Paul Feig's "Ghostbusters" reboot (July 15) was met by a backlash from some corners of the Internet that took offense to a new, female-led version starring four of the funniest comedic performers around: Melissa McCarthy, Kristin Wiig, Kate McKinnon, and Leslie Jones. With that lineup, Feig relishes heading into "the big guns of summer."
"To put out a movie like this in the heart of tentpole season when it's all these big movies out there, I find it very exciting because a lot of these movies are very male-driven, even though they have some great female characters in them," Feig says. "But to have this be about four incredibly funny people who just happen to be women, I think that's really exciting."
This summer includes a number of anticipated sequels ("Finding Dory," ''Star Trek Beyond," ''Alice Through the Looking Glass"), the expected superhero films ("Civil War," ''Suicide Squad," ''X-Men: Apocalypse") and some less likely resurrections ("The Legend of Tarzan," ''Ben-Hur," ''Independence Day: Resurgence").
Recent history is clear: These will be among the summer's biggest hits. Last summer (the second-biggest ever with nearly $4.5 billion in box office), seven of the top 10 movies were remakes, sequels, or came from a comic book. Ditto for four of the top five movies so far in 2016.
Andy Samberg and his Lonely Island trio will be among the few to brave the sequel-strewn seas with something fresh: their celebrity flame-out parody "Popstar: Never Stop Never Stopping" (June 3). Does he take any pride in being one of the few to push an original movie into summer?
"Um, yeah, we'll find out," says Samberg, laughing. "It's heavy-duty ... There's stuff that's coming out the week before and the week during us and the week after us, and they're all really big movies. (Producer Judd Apatow) and the studio felt really strongly about summer and that we had something we could put there."
One of the fathers of the summer movie season, Steven Spielberg, will also be in the mix with "The BFG" (July 1), his Roald Dahl adaptation that reteams the director with Mark Rylance. The recent Oscar winner plays the titular giant in a motion-capture performance.

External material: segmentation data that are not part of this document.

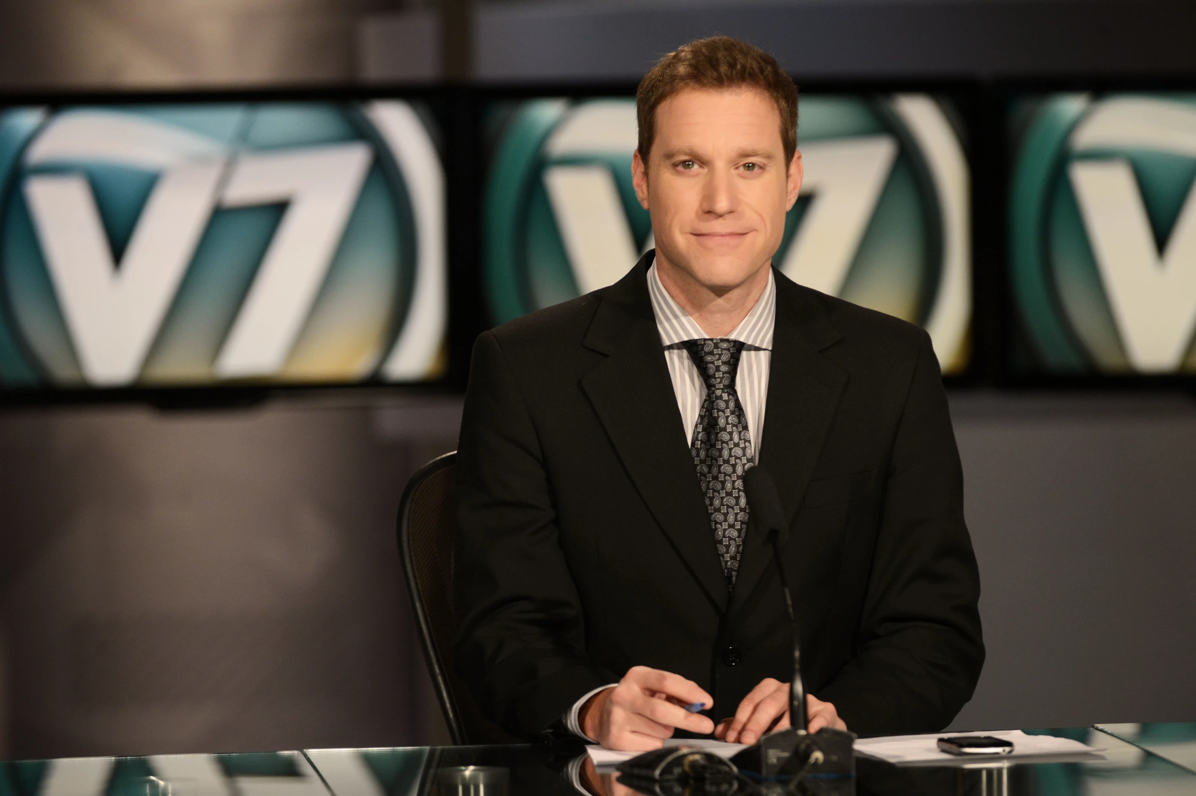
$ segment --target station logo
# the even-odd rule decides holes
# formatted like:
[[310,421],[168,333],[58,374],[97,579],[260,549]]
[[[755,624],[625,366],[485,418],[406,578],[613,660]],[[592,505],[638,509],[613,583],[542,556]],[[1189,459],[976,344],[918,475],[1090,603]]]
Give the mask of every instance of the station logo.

"The exciting thing about 'The BFG' is the combination of Roald Dahl, who's just a superb storyteller, with Steven and (late screenwriter) Melissa Mathison," says Rylance. "It took five years to get made because of course initially many studios said: 'Giants eating kids? I don't think so!' That edge of Roald Dahl, that frightening edge, I hope is still in there. There's a kind of marvelous, frightening aspect to the fantasy as there is in the Tolkien books or the Grimm fairy tales that children can handle."
Family audiences will be especially sought after by the likes of "The Secret Life of Pets," ''Ice Age: Collision Course," and "Pete's Dragon." One much smaller film, "Life, Animated" (July 8), will hope to sway moviegoers from the blockbusters while simultaneously reminding them of the power of movies.
The documentary, directed by Roger Ross Williams, is about a young man, Owen Suskind, who was diagnosed with autism and who found language through his love of Disney animated classics.
"It's rare that you create a film like this that generations can enjoy together," says Williams. "In the summer, this is an alternative where families can go together and see it and hopefully be inspired and uplifted."
To be uplifted rather than pummeled at summer movie theaters would indeed be almost radical change of pace.